Is a symmetric real matrix with diagonal entries strictly greater than $1$ and off-diagonal entries positive but strictly less than $1$ necessarily positive-semidefinite?
Positive symmetric matrices and positive-definiteness
3 Answers
Nope. Just playing around with my computer, I found the matrix
[$\frac{11}{10}$ $\frac{1}{100}$ $\frac{99}{100}$]
[$\frac{1}{100}$ $\frac{11}{10}$ $\frac{99}{100}$]
[$\frac{99}{100}$ $\frac{99}{100}$ $\frac{11}{10}$]

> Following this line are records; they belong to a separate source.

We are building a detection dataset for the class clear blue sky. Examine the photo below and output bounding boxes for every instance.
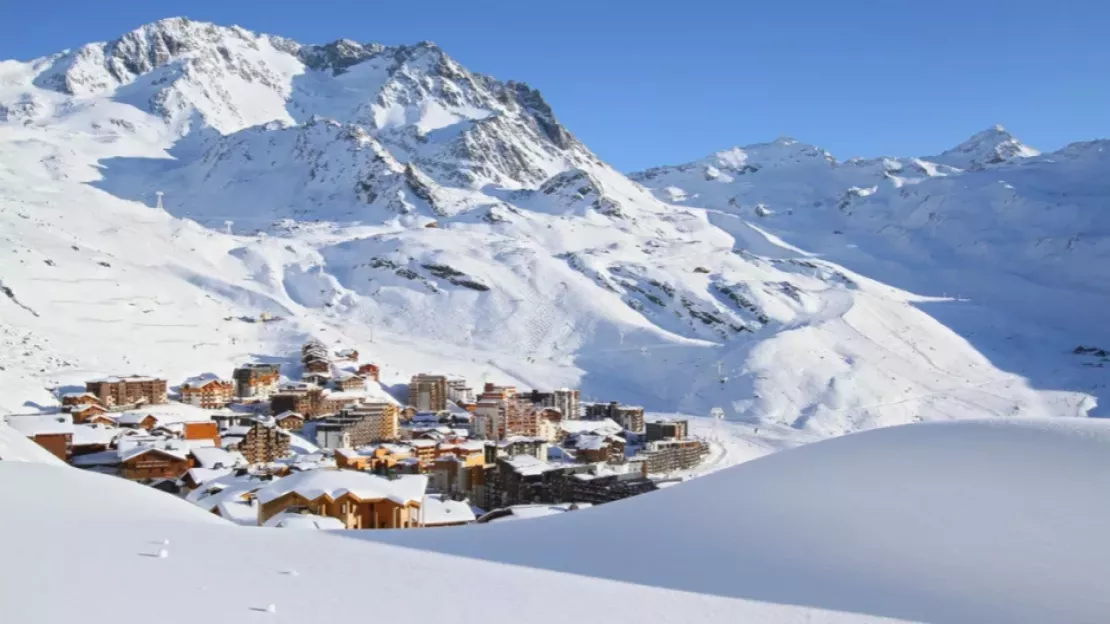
[0,0,1110,170]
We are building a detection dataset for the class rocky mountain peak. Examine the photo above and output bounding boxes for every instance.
[926,125,1040,169]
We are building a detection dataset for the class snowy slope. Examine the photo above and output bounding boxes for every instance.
[0,19,1110,440]
[0,462,896,624]
[368,420,1110,622]
[633,128,1110,414]
[0,420,1110,624]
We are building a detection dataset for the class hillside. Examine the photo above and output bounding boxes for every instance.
[0,419,1110,624]
[0,14,1110,439]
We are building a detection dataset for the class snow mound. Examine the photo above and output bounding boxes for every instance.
[0,462,880,624]
[0,416,63,465]
[361,420,1110,622]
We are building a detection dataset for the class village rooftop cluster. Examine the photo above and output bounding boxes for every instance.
[6,340,708,530]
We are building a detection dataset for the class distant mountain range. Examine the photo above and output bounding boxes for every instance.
[0,18,1110,435]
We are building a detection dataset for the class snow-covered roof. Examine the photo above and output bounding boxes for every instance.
[215,499,259,526]
[70,450,120,467]
[262,512,346,531]
[505,455,556,476]
[191,446,246,469]
[488,503,592,523]
[558,419,624,434]
[259,470,427,505]
[69,403,108,414]
[119,444,189,462]
[185,467,234,485]
[497,435,547,449]
[420,496,476,526]
[181,373,231,389]
[4,412,73,437]
[575,434,608,451]
[327,390,370,403]
[117,403,212,425]
[73,424,120,446]
[89,375,162,383]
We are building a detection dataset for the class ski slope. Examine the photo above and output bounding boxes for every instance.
[0,419,1110,624]
[0,19,1110,440]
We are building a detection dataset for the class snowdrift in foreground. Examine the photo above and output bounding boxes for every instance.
[0,417,63,465]
[368,420,1110,622]
[0,420,1110,624]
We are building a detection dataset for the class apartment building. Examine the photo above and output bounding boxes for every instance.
[447,379,474,405]
[640,437,709,474]
[612,405,644,433]
[239,423,290,464]
[315,403,401,449]
[408,374,447,412]
[84,376,167,407]
[646,421,689,442]
[179,378,235,410]
[232,363,281,399]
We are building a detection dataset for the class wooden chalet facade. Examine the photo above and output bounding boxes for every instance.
[239,423,290,464]
[119,447,192,481]
[70,403,109,424]
[357,364,382,381]
[84,376,167,406]
[180,379,235,410]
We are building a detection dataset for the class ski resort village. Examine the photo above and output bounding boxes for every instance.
[0,13,1110,624]
[3,341,709,529]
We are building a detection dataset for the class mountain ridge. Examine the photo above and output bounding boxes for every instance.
[0,20,1107,436]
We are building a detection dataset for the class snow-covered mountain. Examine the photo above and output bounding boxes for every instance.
[0,19,1110,435]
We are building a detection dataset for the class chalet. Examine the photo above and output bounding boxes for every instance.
[356,364,382,381]
[232,363,281,399]
[335,349,359,362]
[420,496,476,527]
[84,375,167,406]
[115,411,158,431]
[447,379,474,405]
[274,410,304,431]
[182,421,220,446]
[62,392,100,411]
[69,403,109,424]
[185,471,275,526]
[301,339,327,355]
[301,373,332,386]
[335,444,413,474]
[256,470,427,529]
[119,445,191,481]
[238,422,290,464]
[71,423,120,457]
[6,413,73,462]
[263,512,346,531]
[189,446,246,471]
[335,375,366,391]
[573,434,625,464]
[497,435,547,460]
[178,375,235,410]
[646,420,689,442]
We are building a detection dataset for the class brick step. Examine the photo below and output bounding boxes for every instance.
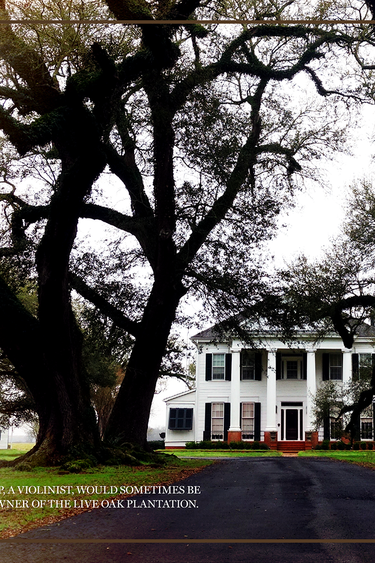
[277,440,305,452]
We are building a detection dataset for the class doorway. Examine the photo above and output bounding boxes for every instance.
[281,405,303,441]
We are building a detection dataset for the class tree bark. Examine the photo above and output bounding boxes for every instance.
[105,283,184,448]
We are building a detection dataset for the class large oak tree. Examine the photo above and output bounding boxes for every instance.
[0,0,367,463]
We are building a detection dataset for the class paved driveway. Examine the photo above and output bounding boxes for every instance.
[0,458,375,563]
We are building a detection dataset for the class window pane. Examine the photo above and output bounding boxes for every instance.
[212,403,224,418]
[212,354,224,367]
[212,354,225,379]
[329,354,342,379]
[286,360,298,379]
[242,403,254,418]
[211,403,224,440]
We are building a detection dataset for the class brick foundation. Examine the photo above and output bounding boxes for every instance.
[264,432,277,450]
[227,430,242,444]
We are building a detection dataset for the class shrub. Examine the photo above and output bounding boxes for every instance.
[147,440,165,450]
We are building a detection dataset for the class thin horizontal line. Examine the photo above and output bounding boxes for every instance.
[0,538,375,544]
[0,19,375,25]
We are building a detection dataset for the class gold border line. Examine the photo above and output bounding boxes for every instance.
[0,538,375,544]
[0,19,375,25]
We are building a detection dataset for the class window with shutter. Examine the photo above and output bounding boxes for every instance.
[211,403,224,440]
[168,409,193,430]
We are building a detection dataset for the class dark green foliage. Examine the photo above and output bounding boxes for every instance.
[147,440,165,450]
[331,441,350,450]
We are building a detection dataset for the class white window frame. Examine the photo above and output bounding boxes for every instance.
[241,350,256,381]
[212,352,225,381]
[281,356,303,381]
[329,352,343,381]
[211,402,225,442]
[241,402,255,442]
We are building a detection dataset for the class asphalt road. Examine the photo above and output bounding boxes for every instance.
[0,458,375,563]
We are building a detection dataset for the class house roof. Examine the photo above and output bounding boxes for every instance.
[163,389,196,403]
[191,323,375,341]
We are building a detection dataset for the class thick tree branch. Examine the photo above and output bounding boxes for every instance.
[69,273,138,337]
[0,0,60,114]
[178,79,268,269]
[105,145,154,218]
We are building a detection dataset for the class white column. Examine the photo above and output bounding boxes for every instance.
[342,348,352,383]
[229,350,241,432]
[265,350,277,432]
[306,350,316,431]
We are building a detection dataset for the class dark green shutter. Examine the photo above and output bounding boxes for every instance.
[168,409,177,430]
[322,354,329,382]
[276,352,282,379]
[224,403,230,440]
[254,403,260,442]
[225,354,232,381]
[203,403,211,440]
[206,354,212,381]
[255,352,262,381]
[352,354,359,381]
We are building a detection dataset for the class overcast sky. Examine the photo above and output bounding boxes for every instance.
[150,101,375,428]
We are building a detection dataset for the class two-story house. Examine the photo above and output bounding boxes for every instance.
[165,324,375,449]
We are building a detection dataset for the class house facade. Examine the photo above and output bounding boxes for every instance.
[165,324,375,449]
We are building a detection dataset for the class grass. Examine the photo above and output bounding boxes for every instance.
[298,450,375,469]
[0,443,34,461]
[160,449,282,459]
[0,449,212,538]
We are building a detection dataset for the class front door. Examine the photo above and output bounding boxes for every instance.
[280,408,303,440]
[285,409,298,440]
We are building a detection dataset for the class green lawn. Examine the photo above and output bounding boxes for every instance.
[0,450,212,538]
[298,450,375,469]
[160,449,282,458]
[0,443,34,461]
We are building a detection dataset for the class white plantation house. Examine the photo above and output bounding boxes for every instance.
[165,323,375,450]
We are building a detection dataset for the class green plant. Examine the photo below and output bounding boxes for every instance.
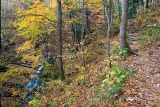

with determinant $\frac{-25179}{31250}$.
Is this perhaps a misremembering of the definition of a diagonally dominant matrix?
-
0@daegan: no problem. To construct a counterexample, it of course helps to be aware of the theorem about diagonally dominant matrices, so as to stay away from that case. I did remember that theorem (luckily for me, I learned about Gershgorin's Theorem in a talk I heard last year) so the above was only the third matrix I tried (or technically the fourth: the third one also worked but the coefficients were a little more complicated: it appears in a previous version of this answer). – 2011-02-08
If the sum of each row is positive, then no eigenvalue can be non-negative: take any eigenvector, and pick the largest (in magnitude) coordinate. After applying the matrix, even if the signs are all perfectly against us, still $0$ will not be crossed (or reached to).
So the correct formulation is $\geq 1$ on the diagonal, and the off-diagonals in each row sum to less than $1$.
By Gershgorin's Theorem we can conclude that the absolute sum of all non-diagonal entries in each row must be less than 1. Then the matrix will have positive eigenvalues for diagonal entries > 1.